Talvez Donald J. Trump seja mesmo um homem ungido pelo destino, embora não certamente da forma que ele imagina. De todo o modo, o seu lugar na história está já assegurado e obedece a uma lógica irrepreensível. Ele é a personificação perfeita e fidelíssima do sistema capitalista ocidental. Quando este começou a chocar com alguns problemas estruturais insanáveis, resolveu despedir sem cerimónia os seus serventuários políticos habituais - de mais do que provada inutilidade - e tomar o freio nos dentes. O que é preciso é capitalismo puro, nada de composições e de maquilhagens. Ora, o certo é que, com isso, os problemas agravaram-se e acumularam-se catastroficamente. O Estado profundo norte-americano já teria encontrado maneiras de eliminar este desastroso “homem do leme”, se ele fosse vagamente esquerdista (“liberal” na sua linguagem), como Kennedy. Não o faz porque está paralisado pela hesitação, a luta e vigilância mútua entre fações e, no fundo, por uma boa dose de fascínio pelo personagem. E este lá vai conduzindo o império direito ao abismo, com uma fúria aparentemente irresistível.

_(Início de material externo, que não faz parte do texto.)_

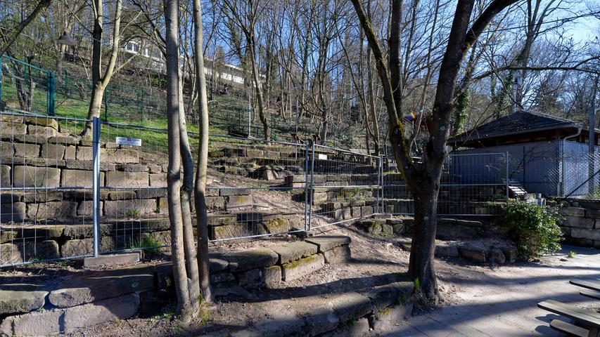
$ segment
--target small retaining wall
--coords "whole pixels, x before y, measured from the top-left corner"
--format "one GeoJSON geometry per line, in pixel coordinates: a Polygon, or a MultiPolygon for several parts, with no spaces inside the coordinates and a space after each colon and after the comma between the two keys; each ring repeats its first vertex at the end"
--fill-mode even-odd
{"type": "Polygon", "coordinates": [[[600,248],[600,200],[570,199],[561,205],[565,243],[600,248]]]}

Não podemos esperar traçar um rumo auspicioso para o futuro da humanidade sem saber muito bem quem somos e que caminho percorremos até aqui. Ora, esse esforço de conhecimento é, antes do mais, um esforço de combate contra os preconceitos e falsificações com que a ideologia dominante foi minando o terreno, ao serviço dos seus interesses e da sua visão do mundo. Do antropólogo Richard B. Lee publicamos um pequeno ensaio que nos resume o estado da arte do nosso conhecimento quanto ao que é e como se moldou a verdadeira natureza humana. Michael Hudson é um economista peculiar, com uma profundidade que não julgaríamos própria da “dismal science”, a avaliar pelo que nos oferece a maioria dos seus praticantes. No ensaio que dele aqui publicamos, faz uma viagem até à Velha Babilónia, para traçar os caminhos percorrido no mundo ocidental pela moeda e a dívida, na sua articulação com a terra e o trabalho. Com Neil Davidson, a viagem limita-se a trilhos bem mais recentes, contidos na memória viva de uma boa parte de nós. Trata-se do modelo de acumulação capitalista neoliberal, na sua ascensão, consolidação e atual fase de gestão arrastada de crise crónica.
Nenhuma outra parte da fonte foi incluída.